Cultural competence is really important. Small things really help, such as learning statistics and getting to know transgender and nonbinary people who can convey their experience firsthand. I want there to be a more robust educational shadowing program at the LGBT center, since a wonderful way to increase cultural competence would be doing rotations at our center, Howard Brown, Fenway, or other LGBTQ+ centers around the country. You get to see many LGBTQ+ patients in a short amount of time which gives you exposure to a lot of different experiences of trans and queer people. Educating yourself is also important, and you can read books such as Transgender Mental Health by Eric Yarborough M.D., or you can subscribe to LGBTQ+ mental health journals. Both of these are valuable ways to become informed and stay informed as the research gets updated.
Could you share any experiences in your career that were transformative for you?
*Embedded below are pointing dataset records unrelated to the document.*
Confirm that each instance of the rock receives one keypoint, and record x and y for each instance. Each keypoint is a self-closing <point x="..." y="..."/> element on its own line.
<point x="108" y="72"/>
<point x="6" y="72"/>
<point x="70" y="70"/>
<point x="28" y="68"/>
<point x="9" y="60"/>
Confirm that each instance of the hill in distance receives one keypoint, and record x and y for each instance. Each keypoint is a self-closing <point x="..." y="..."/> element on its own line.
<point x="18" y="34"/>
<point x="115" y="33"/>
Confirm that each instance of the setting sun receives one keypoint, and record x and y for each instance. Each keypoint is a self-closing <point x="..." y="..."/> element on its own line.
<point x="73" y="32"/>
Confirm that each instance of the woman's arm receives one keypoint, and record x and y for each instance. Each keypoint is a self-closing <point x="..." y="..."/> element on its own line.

The biggest change for me was the first APA conference I attended with AGLP. It taught me that there was a community out there, and I was not alone in being an LGBTQ psychiatrist and also in having a motivation to want to change things for our patients and for us. The feeling that you're in this together is huge. Connection and community are the core of what we are talking about as a solution, so we need to do better for ourselves first and then for others. Psychiatry can be an isolating job, and these experiences help you learn a lot and have people relate to what you are going through. I was also on the board for GLMA, which further showed me there is a world out there of equity-minded healthcare providers and kept me motivated out there to keep doing this.
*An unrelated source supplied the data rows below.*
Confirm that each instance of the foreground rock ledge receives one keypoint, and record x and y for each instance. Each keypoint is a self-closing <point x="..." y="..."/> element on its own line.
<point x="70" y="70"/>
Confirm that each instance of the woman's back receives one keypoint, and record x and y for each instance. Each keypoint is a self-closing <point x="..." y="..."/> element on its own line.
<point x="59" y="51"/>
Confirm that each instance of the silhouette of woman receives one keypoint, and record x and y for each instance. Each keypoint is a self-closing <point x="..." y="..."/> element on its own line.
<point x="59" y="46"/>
Is there anything else you are particularly passionate about at the moment?
Currently, the topic of intimate partner violence is a passion of mine. With this book, we are making an appeal to people about how important this is. It isn’t talked about enough, so I am very passionate about that. The next thing I want to write about is connection. The LGBT center grew out of an HIV clinic in the 1980s. It was largely males of a certain age who were diagnosed in the 80s and 90s. So, a lot of them are in their 60s and single, having lost their friends and partners in the epidemic. They aren’t close with their families and are dealing with mental health problems. They are isolated and I think about how to help these people find a community. My sense of the research now is that while we are online more than ever but this does not replace real connection. There is no replacement for in-person communication. People don’t make the effort to do this enough and we need to take inventory of our connections. We need to ask ourselves, are we doing a good job? Having a goal and a plan like a personal trainer would with our physical health and evaluating how well we are doing. Part of what I want to know is beyond people, what other connections help mental health, like spirituality and nature?
Any final thoughts for our readers?
Continue to be engaged as much as you can. To the extent that you don’t like what is happening in psychiatry or the world, you can sit back and complain, or you can do something about it. You won’t always win every fight, but in the end you can say you did what you could. If you don’t achieve it, you can also pass the baton to the next person. I encourage everyone to make what they are envisioning in the world happen.